Property Tax Holiday

A determined band of more than 500 taxpayers of the city of Cadillac, in northwestern Michigan, (population 10,112) has filed a petition with the City Commission, the County Board of Supervisors, and the Board of Education — the three tax levying local bodies — demanding that each cut its expenses 20 per cent immediately. The alternative, the embattled taxpayers promise, will be that they will take a property tax holiday for two years.

Not only will the signers of the petition themselves refuse to pay taxes for two years unless these local tax levying bodies cut their expenses at once by one-fifth, but they promise to agitate among other taxpayers to enlarge their ranks until the tax holiday is all-embracing for every taxpayer in the city and county. They are not fooling.

Officials sputter that the tax increases in the past decade have been caused by inflation, a higher welfare load, an increase in the number of school children. But the taxpayers cite the fact that the city’s population fell from 10,425 in to 10,112 in , and that anyway taxes are sky high and they want no more of them. They include some of the city’s leading citizens, manufacturers, physicians, lawyers and business men.

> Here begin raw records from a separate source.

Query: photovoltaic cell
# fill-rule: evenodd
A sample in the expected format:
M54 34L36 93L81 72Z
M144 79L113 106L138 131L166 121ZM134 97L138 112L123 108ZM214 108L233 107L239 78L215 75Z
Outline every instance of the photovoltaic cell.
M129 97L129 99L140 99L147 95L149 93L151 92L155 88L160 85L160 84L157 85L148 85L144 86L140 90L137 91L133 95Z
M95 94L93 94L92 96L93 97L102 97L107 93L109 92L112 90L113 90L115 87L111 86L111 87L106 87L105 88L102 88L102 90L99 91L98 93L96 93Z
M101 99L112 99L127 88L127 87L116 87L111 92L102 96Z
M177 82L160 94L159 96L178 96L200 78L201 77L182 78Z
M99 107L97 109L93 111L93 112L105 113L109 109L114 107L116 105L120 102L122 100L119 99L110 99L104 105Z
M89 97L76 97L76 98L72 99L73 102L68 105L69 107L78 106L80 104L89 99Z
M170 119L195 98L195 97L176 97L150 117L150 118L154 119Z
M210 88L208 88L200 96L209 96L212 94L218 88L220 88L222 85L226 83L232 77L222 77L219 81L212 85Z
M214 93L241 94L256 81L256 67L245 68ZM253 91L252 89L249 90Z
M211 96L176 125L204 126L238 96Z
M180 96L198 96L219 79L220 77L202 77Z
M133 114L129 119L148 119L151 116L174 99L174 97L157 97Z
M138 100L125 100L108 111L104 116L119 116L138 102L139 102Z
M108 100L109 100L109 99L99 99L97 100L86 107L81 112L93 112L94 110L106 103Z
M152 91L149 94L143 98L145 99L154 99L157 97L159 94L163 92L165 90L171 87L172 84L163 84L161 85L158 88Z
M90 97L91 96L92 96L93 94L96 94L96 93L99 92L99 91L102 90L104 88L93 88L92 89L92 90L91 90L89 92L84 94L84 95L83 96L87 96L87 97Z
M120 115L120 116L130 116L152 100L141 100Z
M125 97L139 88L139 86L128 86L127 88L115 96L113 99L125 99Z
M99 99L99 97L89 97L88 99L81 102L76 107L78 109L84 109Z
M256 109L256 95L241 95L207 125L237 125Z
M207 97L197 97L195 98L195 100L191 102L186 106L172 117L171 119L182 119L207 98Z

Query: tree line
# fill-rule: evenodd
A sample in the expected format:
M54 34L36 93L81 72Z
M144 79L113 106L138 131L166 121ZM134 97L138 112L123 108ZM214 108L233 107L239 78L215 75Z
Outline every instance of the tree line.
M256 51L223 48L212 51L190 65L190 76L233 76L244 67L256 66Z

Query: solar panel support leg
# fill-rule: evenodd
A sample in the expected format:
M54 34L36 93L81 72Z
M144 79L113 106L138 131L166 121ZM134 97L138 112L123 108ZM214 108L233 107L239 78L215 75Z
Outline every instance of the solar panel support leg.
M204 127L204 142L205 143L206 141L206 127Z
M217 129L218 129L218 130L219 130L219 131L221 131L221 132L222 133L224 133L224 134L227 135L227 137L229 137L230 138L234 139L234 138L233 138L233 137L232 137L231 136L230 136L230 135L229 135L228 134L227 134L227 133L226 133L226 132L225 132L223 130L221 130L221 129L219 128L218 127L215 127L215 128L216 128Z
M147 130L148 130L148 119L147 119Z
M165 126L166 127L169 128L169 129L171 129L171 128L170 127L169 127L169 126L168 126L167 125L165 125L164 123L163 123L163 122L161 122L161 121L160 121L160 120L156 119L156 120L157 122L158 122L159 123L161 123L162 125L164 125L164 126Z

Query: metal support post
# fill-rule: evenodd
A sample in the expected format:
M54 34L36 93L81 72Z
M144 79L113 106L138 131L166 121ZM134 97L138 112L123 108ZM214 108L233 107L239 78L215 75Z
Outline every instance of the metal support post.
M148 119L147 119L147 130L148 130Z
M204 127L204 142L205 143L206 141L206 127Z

No doubt there is much to be said on both sides. But it was time someone called a halt on the extensive services cities, counties and schools provide today. If under the threat of a tax holiday, these services can be curtailed, and savings made to cut local taxes, the taxpayers of Cadillac will have performed a great service for themselves, their state and other communities throughout the country laboring under heavy tax burdens. The idea of a tax holiday could catch on and spread like wildfire.